A good narrative doesn’t only tell us a story, it changes the way we perceive and interact with the world. A good story changes us.
And it does so in a fraction of the time it may have otherwise taken.
But not all content is created equal.
While every five-minute video on YouTube will take exactly five minutes to watch, some of those videos distill a decade of thought, others contain no more than those five minutes.
This is true of any medium. Podcasts, blog articles, books.
All media can be judged on how it makes us feel, whether we enjoyed it or not. All media can also be judged on the depth it reveals to us.
And just as all content is not created equally, all ways of consuming it are not equal as well.
The shallowest content consumed deeply can lead to more understanding than the deepest content consumed shallowly.
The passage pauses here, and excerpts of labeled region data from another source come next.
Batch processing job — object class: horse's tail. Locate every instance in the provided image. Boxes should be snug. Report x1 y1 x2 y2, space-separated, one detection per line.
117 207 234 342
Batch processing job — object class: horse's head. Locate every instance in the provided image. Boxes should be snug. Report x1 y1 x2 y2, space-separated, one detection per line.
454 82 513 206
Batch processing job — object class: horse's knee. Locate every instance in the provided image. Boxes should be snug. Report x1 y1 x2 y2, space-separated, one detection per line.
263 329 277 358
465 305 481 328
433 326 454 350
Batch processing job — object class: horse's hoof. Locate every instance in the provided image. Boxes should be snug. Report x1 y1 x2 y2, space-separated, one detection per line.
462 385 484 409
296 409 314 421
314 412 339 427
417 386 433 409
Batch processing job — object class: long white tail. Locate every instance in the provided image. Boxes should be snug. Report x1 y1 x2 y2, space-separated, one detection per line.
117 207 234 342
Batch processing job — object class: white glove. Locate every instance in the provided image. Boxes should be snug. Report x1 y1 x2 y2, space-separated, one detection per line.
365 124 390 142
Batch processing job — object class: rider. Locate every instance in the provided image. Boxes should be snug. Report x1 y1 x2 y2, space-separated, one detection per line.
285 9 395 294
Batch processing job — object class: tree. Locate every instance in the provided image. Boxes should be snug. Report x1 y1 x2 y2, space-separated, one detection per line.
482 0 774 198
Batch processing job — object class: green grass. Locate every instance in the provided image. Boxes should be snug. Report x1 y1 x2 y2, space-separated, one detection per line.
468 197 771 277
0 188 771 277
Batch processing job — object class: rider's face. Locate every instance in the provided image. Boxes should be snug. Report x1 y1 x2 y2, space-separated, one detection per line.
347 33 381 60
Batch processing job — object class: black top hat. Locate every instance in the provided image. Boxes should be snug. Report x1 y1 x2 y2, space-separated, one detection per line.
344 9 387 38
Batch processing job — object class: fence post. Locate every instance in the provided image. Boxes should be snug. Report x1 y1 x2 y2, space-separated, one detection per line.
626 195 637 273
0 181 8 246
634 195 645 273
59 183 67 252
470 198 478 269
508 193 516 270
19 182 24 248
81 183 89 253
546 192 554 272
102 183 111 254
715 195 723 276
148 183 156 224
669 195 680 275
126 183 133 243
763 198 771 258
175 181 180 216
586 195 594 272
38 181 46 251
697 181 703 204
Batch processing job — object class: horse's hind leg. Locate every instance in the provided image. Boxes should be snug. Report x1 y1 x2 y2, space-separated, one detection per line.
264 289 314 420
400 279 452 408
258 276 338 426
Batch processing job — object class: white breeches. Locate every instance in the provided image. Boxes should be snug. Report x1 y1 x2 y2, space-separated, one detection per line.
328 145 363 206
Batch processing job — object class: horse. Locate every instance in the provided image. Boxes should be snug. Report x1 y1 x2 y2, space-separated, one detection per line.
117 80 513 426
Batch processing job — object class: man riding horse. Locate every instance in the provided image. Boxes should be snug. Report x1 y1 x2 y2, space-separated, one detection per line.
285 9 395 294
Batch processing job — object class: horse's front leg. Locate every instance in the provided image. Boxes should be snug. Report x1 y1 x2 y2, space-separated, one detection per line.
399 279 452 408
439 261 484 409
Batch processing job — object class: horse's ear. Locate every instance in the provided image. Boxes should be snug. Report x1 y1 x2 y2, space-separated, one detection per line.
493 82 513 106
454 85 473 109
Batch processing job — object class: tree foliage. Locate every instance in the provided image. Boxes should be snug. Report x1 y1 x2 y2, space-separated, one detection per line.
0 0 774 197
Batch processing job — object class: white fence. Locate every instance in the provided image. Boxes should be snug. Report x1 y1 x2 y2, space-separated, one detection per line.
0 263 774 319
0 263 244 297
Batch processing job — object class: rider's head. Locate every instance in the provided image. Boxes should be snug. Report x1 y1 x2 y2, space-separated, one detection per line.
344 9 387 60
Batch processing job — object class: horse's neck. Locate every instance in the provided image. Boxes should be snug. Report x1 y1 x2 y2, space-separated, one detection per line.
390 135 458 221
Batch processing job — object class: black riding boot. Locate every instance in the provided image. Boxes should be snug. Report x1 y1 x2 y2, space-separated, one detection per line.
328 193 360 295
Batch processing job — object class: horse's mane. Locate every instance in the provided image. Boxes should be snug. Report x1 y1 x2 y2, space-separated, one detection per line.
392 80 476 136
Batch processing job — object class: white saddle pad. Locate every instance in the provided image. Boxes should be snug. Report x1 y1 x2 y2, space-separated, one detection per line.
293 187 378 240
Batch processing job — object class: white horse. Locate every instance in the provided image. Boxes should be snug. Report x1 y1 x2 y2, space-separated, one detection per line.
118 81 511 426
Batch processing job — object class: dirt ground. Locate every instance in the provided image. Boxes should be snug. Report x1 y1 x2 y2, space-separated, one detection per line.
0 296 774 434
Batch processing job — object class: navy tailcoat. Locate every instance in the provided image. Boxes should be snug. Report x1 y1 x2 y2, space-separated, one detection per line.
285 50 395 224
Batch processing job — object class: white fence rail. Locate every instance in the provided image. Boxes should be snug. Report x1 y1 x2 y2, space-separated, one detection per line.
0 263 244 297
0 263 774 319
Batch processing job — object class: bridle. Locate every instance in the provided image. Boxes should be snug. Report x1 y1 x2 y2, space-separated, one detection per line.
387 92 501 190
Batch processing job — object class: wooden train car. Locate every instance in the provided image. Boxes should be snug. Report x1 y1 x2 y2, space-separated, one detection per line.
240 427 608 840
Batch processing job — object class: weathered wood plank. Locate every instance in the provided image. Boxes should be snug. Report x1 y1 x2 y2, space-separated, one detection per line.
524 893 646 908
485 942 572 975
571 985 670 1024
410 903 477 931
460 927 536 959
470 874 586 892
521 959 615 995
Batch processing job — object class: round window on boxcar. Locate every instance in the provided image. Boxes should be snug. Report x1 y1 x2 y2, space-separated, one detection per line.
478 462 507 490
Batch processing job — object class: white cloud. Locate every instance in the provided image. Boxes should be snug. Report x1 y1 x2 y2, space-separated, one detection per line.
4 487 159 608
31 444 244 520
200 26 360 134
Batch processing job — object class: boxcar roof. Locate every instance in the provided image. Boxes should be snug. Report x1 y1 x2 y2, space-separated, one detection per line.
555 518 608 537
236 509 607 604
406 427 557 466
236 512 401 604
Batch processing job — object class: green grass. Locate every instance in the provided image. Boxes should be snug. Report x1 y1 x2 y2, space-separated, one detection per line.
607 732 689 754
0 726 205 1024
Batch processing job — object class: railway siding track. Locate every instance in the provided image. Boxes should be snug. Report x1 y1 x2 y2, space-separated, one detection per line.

All that we perceive, whether firsthand or secondhand, has an impact on the heuristics with which we live our lives. When we consume content thoughtlessly, and unquestioningly it still has this impact, but we have no idea what has changed in us.
With reflection on an experience we’re able to achieve two things:
- Find greater depth.
- Understand how it has affected us.
With deep reflection, even the shallowest content can spark a line of thinking that changes us. And only through reflection will we be able to describe in concrete terms what impact the experience had.
With all this in mind there are a few key takeaways:
- Be intentional with the content we choose to consume.
- Be present, reflective, and questioning while we consume it.
And finally, there is one last thing to ask about these secondhand experiences: Are they always better than firsthand experience?
I believe that while secondhand experience has its place there is something that will always be missing in it: You.
When you read a book you may be able to layer your interpretation over top of the story, but that very story will always have someone else’s perspective at its core. What you’re able to build will be built on the foundations of someone else’s reasoning. It’ll be an abstraction on an abstraction.
Perhaps the only way to find a thought that is truly your own is to have nothing between the world and yourself, for at least a moment, that you can later reflect on.
So, go read a good book. But don’t forget that with the life you’re living, you’re essentially writing one.